9 de julio de 2008

AHORA, EL ESPAÑOL ESTÁ EN PELIGRO

Es loable contar con egregias figuras que defiendan el buen uso y la vigencia de la lengua común de los habitantes de España y de América Latina. Es necesario disponer de instituciones que velen por su buen uso y funcionamiento. Es importante que quienes hacen arte con el idioma se desvelen por su corrección. Pero resulta triste apreciar cómo han sido manipulados algunos de estos insgnes próceres de nuestro idioma en aras de un Manifiesto que no tiene otro objetivo que el de socavar posiciones políticas y que se utiliza con desprecio en aras de un fin patético y oscuro.

Que en Cataluña llevan casi 30 años de enseñanza en catalán y que el español ha dejado de ser la lengua vehicular del aprendizaje es una noticia que no es nueva. Tiene, precisamente, unos 30 años. Pero no por eso hemos encontrado los que utilizamos el español regularmente mayores problemas de comunicación con la población catalana. Y lo mismo se podría decir de los habitantes de Euskadi, de Galicia, de Baleares e, incluso, de Valencia, aunque, en este útlimo caso, lo verdaderamente complicado ha sido encontrar a hablantes bilingües.

Los resultados de la asignatura “Lengua Española” en la Selectividad pre-universitaria demuestran que el conocimiento de la lengua de Cervantes o de García Márquez es muy similar en todas las comunidades. Más aún, defiendo enérgicamente que quienes disfrutan de comunidades bilingües tienen una gran ventaja en términos de aprendizaje sobre aquéllos que lo hicimos en comunidades monolingües. No creo que sea el momento de sacar a relucir las teorías de Ferdinand de Saussure que preconizan que el idioma condiciona la forma de aprehender el mundo. Y mamar dos lenguas implica ampliar el espectro de comprensión. Con esta teoría no pretendo defender la institucionalización de otras lenguas muy minoritarias del estado, pero sí defender el derecho a que se utilicen en el proceso educativo reglado. Un buen número de centros bilingües distribuidos por todo el estado facilitan formación en idiomas diferentes del español y con aprendizaje del español como segunda lengua materna. Y son muchos los padres que sacrifican buena parte de sus emolumentos en el beneficio de sus hijos en este aspecto. ¿Qué problema puede haber en que se haga lo mismo en comunidades bilingües?

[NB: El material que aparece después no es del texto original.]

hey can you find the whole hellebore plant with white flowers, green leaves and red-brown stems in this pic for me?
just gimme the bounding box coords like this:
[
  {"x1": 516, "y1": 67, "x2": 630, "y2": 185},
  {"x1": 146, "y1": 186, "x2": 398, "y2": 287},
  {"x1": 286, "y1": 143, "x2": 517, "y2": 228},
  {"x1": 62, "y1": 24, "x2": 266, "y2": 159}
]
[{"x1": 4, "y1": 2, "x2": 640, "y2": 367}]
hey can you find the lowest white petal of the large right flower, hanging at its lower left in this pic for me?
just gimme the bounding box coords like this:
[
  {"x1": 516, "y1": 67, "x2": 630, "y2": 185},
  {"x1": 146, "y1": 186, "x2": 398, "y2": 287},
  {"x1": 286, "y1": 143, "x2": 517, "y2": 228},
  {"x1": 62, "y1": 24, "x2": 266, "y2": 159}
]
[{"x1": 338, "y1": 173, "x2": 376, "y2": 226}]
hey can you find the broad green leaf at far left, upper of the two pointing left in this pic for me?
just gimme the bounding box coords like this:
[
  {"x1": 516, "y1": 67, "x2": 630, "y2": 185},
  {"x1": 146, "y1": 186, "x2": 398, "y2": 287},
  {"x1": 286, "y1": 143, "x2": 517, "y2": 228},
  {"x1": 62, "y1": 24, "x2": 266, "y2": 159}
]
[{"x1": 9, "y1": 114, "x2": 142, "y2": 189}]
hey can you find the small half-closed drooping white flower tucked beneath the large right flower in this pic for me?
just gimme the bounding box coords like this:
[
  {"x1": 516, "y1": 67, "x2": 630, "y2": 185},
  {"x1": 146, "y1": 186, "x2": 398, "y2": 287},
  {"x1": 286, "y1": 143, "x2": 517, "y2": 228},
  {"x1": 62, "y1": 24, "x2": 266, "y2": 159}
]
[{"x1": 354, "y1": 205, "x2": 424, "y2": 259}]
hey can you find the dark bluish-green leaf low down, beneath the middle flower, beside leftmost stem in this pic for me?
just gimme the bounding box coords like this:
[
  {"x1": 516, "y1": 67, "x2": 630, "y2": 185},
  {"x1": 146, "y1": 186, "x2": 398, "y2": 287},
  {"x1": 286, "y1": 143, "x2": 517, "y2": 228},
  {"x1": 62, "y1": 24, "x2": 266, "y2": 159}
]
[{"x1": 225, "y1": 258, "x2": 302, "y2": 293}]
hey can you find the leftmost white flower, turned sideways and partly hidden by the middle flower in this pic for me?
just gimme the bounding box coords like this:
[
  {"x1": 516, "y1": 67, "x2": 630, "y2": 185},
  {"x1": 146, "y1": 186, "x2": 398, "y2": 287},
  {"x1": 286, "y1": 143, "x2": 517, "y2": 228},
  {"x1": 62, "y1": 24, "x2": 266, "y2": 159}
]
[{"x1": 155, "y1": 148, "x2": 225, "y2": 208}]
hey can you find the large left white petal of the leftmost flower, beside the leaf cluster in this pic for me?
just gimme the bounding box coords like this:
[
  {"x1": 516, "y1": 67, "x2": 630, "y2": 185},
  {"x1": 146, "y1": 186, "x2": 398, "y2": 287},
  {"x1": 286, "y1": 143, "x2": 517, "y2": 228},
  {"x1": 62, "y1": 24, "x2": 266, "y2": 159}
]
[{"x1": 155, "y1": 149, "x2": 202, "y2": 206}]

Si bien es cierto que se podría fomentar la formación inversa (española, con formación de la lengua territorial como segunda lengua materna), no podemos decir que los 26 padres que la han solicitado en toda Cataluña sea una cifra lo suficientemente significativa como para que debamos preocuparnos por crear un problema que en estos momentos no existe.

En defensa de quienes han firmado dicho Manifiesto hay que reconocer que su preocupación no es que se utilice o no el español como lengua vehicular, ni la presunta contaminación entre ambas lenguas, sino que se dejara de percibir el español como lengua materna y de utilizarlo como tal. Y no va a ser así. Los idiomas tienen la suficiente solvencia y recursos para hacerse váildos en una comunidad y resultar imprescindibles. Las políticas de fomento de lenguas territoriales son necesarias para evitar su pérdida. La imposición de las mismas es cuestionable. Pero, no cabe ninguna duda, el español no está en peligro en España por las políticas educativas de algunas comunidades autónomas. Si existiera algún peligro, sería el de su mal uso y su empobrecimiento. Pero de esto somos todos responsables, no solo quienes diseñan las políticas educativas en comunidades bilingües. Y este tema sí que es grave y de él hablaré más en profundidad próximamente.

Pero, en lo relacionado con el Manfiesto – sintiéndolo por quienes creían hacer un favor al idioma y se han visto metidos en un charco mediático-corrosivo -, mi postura está clara: NO.